Aussi,  il relève de la responsabilité des Etats de mettre un terme à  la politique du bouc émissaire, aux discours  stigmatisants et  vexatoires et aux débats consternants et inutiles qui nourrissent le populisme et le nationalisme,  à l'endroit de certains minorités, principalement les populations immigrées et leurs descendants, les principales cibles de ces mouvements.
Or, est-il besoin de rappeler que ces descendants sont, en vertu de la loi applicable dans de nombreux Etats, par  droit du sol, comme en France ou en Belgique, des ressortissants de ces Etats et dès lors des citoyens de l'Union européenne.
Ils bénéficient dès lors,  au même titre que leurs concitoyens européens, d’un certain nombres de  droits, notamment garantis par la Charte des droit fondamentaux, comme le principe d'égalité, et dont la Cour de justice assure un respect scrupuleux.
 
Le droit au secours de la démocratie en péril ?
C.B : Oui, on peut le considérer ainsi.
Il faut bien comprendre que l'Europe, cette Union européenne, n'est pas qu'une seule organisation  économique.

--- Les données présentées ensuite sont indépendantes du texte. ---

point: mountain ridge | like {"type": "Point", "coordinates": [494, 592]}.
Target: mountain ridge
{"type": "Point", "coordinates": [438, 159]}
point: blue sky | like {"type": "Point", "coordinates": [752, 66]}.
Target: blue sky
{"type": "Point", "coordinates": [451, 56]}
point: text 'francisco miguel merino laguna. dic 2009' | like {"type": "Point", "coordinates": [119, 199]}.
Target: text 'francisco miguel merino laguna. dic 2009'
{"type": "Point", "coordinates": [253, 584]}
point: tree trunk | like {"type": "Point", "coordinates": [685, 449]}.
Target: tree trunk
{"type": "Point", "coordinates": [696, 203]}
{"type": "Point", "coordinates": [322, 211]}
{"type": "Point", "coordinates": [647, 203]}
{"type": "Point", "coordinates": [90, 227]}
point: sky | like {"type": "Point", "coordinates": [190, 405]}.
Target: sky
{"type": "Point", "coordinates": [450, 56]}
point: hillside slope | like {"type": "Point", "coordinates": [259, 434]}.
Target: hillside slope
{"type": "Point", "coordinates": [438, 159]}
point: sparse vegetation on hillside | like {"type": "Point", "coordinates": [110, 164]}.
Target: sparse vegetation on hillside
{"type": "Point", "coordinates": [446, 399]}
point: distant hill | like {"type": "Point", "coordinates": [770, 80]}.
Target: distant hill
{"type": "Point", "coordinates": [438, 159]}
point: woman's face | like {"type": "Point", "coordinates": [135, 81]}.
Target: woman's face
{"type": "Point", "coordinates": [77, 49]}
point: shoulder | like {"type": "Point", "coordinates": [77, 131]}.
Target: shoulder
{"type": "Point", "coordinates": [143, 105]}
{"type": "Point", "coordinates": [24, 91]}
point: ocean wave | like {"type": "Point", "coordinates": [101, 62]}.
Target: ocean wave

Elle met certes en place un système économique sous  la forme d'un marché, mais elle est aussi, et surtout je dirais, une organisation internationale à vocation politique au sens noble du terme.
Cette vocation politique l'a conduite à se doter d'un système juridique très élaboré et perfectionné, sur le plan institutionnel et normatif.
Et précisement, vous avez, dans le cadre de ce système juridique, un certain nombre de notions fortement protectrices des citoyens, notamment par le levier de la citoyenneté européenne qui confère de nombreux droits, des droits de nature économique et politique très étendus, et pas symboliques ni artificiels, vous avez des mécanismes d'interprétation de la Cour de justice qui sont très favorables à la protection de ces  droits, vous avez une capacité d'action, notamment sur le plan législatif, importante au profit de cetaines institutions comme le Parlement européen dont on connait les forces de progrès, et une capacité de réaction, sous la forme d'un pouvoir de sanction tout aussi étendu au profit de la Cour de justice mais aussi de la Commission.
Tous ces élements ainsi combinés sont des instruments  de nature préventive ou répressive  qui permettent de contenir, ou sanctionner le cas échéant,  les triste dérives que font naître les mouvements nationalistes et populistes dans les Etats membres, et particulièrement dans certains Etats.
 
 
 
 
La montée de l'extrême droite en quelques chiffres
( donnés établies par la Commission européenne et Euractiv)

 
Pays-Bas: 9 juin 2010 élections législatives, percée sans précédent pour le Parti de la liberté, connu pour son discours islamophobe. Geert Wilders obtient 24 sièges de plus au Parlement. 

 
Hongrie: avril 2010, le Jobbik fait 16,68% aux élections législatives.

 
Suède: septembre 2010, première entrée au Parlement des Démocrates Suédois (SD) connus pour leurs revendications anti-immigration avec 5,7% des voix. 
 
Allemagne: le NDP, principal parti d’extrême droite aurait quadruplé ses suffrages entre 2006 et 2008, d’après un rapport de la Commission européenne contre le racisme et l’intolérance.
 
  
Sur la surveillance des mouvements xénophobes,  de 1997 à février 2007, l'Observatoire européen des phénomènes racistes et xénophobes (EUMC) a fourni à l'Union européenne et à ses États membres des informations objectives, fiables et comparables sur le racisme, la xénophobie et l'antisémitisme dans l'Union européenne.
Son objectif était d'aider l'Union européenne et les États membres à prendre des mesures et à définir des actions visant à lutter contre le racisme et la xénophobie.
Il a étudié l'ampleur et l'évolution du racisme et de la xénophobie et analysé leurs causes, conséquences et effets,en s'appuyant en particulier sur le Réseau européen d'information sur le racisme et la xénophobie (RAXEN), qui collectait les informations pertinentes au niveau national.